Elevated baseline tryptase (above 20 ng/mL) combined with recurrent hives, swelling, or anaphylaxis indicates MCAS and warrants hematology evaluation. Low C3 or C4 complement with recurrent angioedema indicates hereditary angioedema or acquired complement deficiency, requiring specialist evaluation and specific treatment. Positive TPO antibodies with chronic urticaria indicates autoimmune urticaria with coexisting thyroid disease, requiring thyroid treatment. Anaphylaxis with normal specific IgE testing suggests non-IgE mediated anaphylaxis from mast cell degranulation or complement activation.

How to Talk to Your Doctor

Begin with: "I have recurrent allergic-type reactions that I can't always identify a trigger for.

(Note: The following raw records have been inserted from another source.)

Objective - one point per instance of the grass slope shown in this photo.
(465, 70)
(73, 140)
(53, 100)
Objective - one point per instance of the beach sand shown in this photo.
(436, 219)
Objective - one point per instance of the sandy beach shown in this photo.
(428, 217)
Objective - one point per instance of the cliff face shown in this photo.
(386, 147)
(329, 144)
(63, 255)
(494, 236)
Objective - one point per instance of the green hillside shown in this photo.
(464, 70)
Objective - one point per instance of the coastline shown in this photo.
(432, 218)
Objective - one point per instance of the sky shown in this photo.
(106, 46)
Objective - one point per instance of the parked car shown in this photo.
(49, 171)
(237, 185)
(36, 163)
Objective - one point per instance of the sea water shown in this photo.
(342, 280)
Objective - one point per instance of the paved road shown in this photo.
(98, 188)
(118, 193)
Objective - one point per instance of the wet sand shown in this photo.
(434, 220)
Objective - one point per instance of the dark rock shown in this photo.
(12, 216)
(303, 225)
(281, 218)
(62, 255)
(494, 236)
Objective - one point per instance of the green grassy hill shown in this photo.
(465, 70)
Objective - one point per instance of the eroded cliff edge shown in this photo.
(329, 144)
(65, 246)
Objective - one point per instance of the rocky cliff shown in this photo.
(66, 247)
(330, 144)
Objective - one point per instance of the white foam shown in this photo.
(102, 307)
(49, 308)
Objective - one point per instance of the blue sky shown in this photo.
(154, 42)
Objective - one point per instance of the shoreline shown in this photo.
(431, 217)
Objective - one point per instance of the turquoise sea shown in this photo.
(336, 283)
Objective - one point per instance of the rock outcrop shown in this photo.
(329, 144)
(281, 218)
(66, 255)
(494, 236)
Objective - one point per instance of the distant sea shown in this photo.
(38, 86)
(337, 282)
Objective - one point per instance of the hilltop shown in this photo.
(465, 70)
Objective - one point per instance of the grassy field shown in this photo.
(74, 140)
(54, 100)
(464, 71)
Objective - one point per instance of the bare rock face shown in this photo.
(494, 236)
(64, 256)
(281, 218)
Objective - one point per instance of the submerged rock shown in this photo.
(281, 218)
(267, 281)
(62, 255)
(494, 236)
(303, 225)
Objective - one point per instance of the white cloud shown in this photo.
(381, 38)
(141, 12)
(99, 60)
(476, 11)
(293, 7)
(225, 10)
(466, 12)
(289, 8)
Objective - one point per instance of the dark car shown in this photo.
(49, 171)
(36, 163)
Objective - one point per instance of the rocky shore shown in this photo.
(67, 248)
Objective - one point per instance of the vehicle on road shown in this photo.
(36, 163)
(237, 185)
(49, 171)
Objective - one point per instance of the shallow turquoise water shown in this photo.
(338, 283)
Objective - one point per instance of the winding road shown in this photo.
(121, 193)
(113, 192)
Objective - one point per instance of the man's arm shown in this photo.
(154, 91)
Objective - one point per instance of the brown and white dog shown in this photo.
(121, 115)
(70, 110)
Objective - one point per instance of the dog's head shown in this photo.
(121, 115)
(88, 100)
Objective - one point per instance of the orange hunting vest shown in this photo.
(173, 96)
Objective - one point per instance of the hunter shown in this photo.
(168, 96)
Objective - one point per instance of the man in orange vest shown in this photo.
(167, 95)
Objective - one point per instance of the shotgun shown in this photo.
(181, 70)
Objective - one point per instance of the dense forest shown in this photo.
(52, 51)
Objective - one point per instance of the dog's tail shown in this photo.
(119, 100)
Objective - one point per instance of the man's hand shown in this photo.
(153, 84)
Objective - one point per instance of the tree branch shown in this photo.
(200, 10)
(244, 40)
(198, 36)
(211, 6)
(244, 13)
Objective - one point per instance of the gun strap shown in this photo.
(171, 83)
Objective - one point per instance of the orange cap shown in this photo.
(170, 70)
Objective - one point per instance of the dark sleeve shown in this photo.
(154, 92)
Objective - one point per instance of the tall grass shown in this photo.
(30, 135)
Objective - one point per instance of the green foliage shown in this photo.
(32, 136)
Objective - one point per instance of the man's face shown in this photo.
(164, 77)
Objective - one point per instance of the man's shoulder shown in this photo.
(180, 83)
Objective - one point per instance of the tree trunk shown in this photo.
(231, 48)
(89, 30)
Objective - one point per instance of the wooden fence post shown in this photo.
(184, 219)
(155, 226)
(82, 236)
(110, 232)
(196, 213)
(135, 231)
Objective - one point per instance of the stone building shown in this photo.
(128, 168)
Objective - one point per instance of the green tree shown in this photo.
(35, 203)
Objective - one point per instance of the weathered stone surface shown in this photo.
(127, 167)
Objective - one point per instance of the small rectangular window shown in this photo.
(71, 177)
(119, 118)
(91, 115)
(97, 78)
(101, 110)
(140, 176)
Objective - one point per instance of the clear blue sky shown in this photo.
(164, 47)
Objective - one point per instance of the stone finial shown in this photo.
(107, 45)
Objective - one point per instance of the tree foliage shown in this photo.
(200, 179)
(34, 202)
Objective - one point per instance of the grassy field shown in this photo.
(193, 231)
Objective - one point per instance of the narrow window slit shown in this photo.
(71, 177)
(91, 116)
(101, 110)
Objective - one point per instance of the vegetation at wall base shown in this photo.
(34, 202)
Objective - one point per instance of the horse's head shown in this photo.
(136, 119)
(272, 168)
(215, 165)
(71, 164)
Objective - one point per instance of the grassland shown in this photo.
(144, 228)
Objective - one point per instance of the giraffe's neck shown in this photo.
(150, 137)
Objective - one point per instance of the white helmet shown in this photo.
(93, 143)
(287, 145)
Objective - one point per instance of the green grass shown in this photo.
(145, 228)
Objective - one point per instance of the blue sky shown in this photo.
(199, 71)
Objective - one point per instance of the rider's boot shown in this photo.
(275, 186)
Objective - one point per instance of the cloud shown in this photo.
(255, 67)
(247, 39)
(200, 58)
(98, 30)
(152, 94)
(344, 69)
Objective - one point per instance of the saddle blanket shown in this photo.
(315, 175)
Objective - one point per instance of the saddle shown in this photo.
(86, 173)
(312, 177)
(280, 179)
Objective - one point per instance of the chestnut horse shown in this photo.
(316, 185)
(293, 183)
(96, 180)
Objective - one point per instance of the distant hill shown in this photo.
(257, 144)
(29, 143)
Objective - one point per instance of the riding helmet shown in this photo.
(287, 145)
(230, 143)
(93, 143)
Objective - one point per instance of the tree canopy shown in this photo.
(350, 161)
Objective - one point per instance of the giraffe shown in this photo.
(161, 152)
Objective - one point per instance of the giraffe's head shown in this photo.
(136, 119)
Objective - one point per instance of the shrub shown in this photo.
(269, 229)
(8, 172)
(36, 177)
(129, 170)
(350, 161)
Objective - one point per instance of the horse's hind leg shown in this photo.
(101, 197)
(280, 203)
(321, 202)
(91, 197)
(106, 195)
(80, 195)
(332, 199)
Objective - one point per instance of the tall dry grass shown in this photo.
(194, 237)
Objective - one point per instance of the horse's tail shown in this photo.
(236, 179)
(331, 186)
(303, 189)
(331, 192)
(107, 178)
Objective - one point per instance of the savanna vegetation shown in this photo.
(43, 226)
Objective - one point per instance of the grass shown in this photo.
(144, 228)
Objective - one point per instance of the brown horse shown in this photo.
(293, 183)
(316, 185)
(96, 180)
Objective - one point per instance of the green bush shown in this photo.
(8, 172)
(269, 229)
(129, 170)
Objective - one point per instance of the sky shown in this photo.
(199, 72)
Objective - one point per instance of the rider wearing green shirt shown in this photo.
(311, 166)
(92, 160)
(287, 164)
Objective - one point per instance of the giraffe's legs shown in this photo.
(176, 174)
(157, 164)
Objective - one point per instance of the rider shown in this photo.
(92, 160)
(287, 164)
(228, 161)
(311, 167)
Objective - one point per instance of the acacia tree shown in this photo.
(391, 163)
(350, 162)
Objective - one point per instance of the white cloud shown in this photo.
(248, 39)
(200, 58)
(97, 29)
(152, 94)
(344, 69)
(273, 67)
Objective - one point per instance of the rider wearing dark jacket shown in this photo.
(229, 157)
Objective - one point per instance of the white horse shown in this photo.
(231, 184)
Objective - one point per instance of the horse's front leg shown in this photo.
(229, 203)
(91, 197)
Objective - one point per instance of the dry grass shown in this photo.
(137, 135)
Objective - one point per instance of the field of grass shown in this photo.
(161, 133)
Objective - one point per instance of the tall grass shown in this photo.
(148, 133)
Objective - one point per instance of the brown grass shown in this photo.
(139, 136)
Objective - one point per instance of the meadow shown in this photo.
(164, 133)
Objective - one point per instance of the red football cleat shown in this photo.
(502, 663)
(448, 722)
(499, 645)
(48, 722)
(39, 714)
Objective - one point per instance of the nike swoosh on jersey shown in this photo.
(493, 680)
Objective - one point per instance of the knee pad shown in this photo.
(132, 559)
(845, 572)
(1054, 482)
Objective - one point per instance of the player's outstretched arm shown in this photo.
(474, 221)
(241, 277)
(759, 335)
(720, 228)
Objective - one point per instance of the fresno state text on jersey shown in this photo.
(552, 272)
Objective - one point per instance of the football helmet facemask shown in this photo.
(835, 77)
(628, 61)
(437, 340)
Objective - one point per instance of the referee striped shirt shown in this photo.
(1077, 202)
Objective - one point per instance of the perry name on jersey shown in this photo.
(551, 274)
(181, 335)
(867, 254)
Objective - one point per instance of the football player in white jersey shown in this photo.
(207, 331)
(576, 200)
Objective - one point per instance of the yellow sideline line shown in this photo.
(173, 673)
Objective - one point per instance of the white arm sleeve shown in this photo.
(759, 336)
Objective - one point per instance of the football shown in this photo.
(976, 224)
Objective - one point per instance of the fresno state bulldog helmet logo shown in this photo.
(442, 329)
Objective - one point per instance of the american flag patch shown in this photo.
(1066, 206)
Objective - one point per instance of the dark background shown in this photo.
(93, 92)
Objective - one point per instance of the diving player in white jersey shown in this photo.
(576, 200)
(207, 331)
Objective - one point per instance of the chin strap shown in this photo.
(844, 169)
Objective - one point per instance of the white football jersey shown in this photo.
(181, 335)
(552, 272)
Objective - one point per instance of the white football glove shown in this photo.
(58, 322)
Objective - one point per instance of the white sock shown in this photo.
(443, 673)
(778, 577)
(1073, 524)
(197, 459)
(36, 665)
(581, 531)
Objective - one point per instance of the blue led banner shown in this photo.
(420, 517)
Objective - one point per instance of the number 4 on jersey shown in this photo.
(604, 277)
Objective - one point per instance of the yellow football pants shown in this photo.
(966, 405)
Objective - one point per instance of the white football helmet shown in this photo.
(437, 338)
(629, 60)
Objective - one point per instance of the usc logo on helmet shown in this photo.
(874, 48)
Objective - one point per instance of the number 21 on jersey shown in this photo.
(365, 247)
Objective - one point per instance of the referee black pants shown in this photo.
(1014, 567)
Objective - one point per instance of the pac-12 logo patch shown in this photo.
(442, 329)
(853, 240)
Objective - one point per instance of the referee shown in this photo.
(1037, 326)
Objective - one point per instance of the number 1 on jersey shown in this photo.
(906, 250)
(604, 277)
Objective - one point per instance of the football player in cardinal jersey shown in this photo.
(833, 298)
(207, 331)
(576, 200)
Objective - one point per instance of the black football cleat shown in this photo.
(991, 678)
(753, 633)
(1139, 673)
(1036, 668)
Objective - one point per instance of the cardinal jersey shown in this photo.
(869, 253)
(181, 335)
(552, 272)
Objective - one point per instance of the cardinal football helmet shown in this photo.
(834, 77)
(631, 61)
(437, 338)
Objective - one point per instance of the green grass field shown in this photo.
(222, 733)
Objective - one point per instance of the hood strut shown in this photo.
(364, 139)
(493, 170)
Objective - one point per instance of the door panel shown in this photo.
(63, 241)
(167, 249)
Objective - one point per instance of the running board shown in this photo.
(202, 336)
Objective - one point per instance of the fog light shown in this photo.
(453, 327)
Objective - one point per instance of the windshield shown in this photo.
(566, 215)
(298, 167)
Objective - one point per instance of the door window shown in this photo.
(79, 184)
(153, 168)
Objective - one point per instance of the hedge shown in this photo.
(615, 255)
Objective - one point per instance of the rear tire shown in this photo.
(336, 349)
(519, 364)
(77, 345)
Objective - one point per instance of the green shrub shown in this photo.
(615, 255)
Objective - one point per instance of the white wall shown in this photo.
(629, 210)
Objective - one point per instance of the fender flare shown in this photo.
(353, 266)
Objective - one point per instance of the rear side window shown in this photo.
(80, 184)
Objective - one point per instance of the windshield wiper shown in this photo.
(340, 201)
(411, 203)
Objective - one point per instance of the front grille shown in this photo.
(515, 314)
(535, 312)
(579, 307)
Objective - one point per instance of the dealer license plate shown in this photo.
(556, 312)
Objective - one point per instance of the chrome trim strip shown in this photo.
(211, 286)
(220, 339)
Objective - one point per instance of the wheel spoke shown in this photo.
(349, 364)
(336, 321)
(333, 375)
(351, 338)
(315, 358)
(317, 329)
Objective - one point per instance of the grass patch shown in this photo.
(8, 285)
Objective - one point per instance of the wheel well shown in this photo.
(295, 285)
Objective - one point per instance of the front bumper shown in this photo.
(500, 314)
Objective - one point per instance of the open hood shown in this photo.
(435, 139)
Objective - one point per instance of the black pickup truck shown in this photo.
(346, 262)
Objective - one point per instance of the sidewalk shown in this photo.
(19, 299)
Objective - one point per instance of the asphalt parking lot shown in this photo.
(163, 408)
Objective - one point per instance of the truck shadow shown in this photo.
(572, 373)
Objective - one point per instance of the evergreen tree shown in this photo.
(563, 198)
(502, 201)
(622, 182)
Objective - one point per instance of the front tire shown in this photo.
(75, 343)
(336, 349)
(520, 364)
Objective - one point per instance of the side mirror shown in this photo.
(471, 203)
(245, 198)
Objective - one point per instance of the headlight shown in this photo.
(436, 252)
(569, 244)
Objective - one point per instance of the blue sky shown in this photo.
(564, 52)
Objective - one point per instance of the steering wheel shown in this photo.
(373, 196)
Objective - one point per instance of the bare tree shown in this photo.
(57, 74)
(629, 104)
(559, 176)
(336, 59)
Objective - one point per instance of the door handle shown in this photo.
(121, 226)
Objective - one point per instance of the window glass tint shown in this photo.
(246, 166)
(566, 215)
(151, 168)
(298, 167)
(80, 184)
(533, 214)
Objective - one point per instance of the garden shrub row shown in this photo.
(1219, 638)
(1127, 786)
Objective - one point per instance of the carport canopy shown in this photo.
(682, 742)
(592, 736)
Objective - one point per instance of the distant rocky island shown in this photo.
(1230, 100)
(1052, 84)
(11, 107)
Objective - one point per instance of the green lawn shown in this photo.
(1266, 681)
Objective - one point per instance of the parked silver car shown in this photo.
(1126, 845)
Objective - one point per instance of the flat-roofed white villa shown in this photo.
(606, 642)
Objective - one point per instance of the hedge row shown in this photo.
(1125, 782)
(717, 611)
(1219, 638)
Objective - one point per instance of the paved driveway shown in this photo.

Standard allergy testing hasn't revealed clear culprits. I'm wondering if this might be something like mast cell activation or autoimmune urticaria. Could we check my baseline tryptase, thyroid antibodies, and complement levels?" This directly addresses the investigation for non-allergic causes of allergic symptoms.

If you have anaphylaxis: "I've had episodes of anaphylaxis, and standard allergy testing hasn't identified a cause. Could we check my tryptase level and complement levels to explore whether mast cell activation or hereditary angioedema might be causing these reactions?" If you have chronic hives: "I have chronic hives that don't respond well to antihistamines. Could we test my thyroid antibodies and check for autoimmune urticaria, and also check my complement levels to rule out hereditary angioedema?"

Take Control of Your Health

Recurring allergic-type reactions without clear triggers are often explained by specific conditions like MCAS, autoimmune urticaria, or hereditary angioedema. Once you know what's actually causing your symptoms, treatment becomes specific and effective rather than empirical. You don't have to accept random, unexplained reactions as something you just have to live with; blood testing can reveal the actual answer.